To make the process go a little faster the job drops the index on the geometry column, before deleting the records in the table A and inserting the records from table B, then the index is recreated. This all being done the autovacuum daemon gets to work when it feels like it (after ten minutes or so from comparing the job stats and table stats for the job completion time and autovacuum run time).

Upon checking on the table this morning after all this had happened the table stats told me the table size was 272MB, the TOAST table size was 8192bytes, and the index size was 23MB. This seemed quite large so I issued a REINDEX command on the table and the index size came down to 9832kB.

My question(s) is this:

Why does the REINDEX apparently reduce the size of the indexes so much when the indexes (or at least the geometry column index) have been built anew from scratch? Should I make sure that the table has been vacuumed/analyzed before the indexes are built? Is not dropping the index on the primary key a factor in this? What am I missing?

Best Answer

If the CREATE INDEX statement sees that another session holds an active snapshot that might still be interested in the deleted records, then it includes those deleted records into the new index.

Similarly, if a REINDEX sees that another session holds an active snapshot that might still be interested in the deleted records, then it includes those deleted records into the new index.

If a VACUUM sees that another session holds an active snapshot that might still be interested in the deleted records, then it keeps those records in the table. And then the REINDEX or CREATE INDEX also need to carry them into the new index, as long a the snapshot still exists.

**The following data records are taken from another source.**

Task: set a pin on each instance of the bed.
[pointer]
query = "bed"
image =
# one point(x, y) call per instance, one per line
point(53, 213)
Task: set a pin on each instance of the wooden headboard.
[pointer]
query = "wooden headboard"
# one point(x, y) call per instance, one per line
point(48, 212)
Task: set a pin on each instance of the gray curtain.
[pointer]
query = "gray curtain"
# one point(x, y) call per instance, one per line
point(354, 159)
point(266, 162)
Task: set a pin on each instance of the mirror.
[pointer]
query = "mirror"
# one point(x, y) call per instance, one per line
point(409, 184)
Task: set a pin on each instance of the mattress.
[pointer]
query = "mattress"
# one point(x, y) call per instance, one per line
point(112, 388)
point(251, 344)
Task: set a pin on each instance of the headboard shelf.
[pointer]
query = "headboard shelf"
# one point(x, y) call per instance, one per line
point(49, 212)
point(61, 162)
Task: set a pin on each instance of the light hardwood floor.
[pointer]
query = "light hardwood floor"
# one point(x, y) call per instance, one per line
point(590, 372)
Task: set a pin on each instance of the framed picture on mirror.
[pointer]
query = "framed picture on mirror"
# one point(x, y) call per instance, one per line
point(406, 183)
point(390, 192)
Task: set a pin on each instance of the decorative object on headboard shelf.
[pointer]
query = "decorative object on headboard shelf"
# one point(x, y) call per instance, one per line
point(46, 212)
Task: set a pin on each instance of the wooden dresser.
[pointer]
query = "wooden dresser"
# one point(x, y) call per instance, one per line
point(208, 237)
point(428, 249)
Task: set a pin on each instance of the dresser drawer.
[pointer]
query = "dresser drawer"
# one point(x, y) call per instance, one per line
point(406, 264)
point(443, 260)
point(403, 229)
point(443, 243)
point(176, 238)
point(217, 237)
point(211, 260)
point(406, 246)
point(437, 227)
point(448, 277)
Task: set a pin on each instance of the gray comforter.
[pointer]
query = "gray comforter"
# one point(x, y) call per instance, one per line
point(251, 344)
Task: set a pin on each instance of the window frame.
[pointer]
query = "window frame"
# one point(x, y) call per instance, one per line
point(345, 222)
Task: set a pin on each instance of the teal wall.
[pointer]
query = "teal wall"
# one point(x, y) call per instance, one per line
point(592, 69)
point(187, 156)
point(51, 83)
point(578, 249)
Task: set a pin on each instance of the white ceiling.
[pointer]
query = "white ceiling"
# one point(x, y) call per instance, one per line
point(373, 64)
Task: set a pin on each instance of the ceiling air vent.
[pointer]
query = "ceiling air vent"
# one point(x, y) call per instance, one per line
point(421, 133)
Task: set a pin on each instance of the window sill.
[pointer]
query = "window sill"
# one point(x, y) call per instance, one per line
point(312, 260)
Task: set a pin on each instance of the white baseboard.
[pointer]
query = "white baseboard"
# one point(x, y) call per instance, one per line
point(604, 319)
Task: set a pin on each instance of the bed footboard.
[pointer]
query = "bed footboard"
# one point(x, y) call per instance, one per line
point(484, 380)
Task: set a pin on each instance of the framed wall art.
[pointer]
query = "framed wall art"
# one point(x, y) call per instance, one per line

Once there or no longer any snapshots that could possible see the deleted rows, then the VACUUM may remove them from the table. But a CREATE INDEX or REINDEX could also just not carry them over into the new index, whether VACUUM had gotten around to removing them from the able or not.

So in your scenario, the role of the VACUUM between the initial CREATE INDEX and REINDEX is probably just to take up time, during which time your long-running transaction hopefully goes away on its own and drops the interfering snapshot.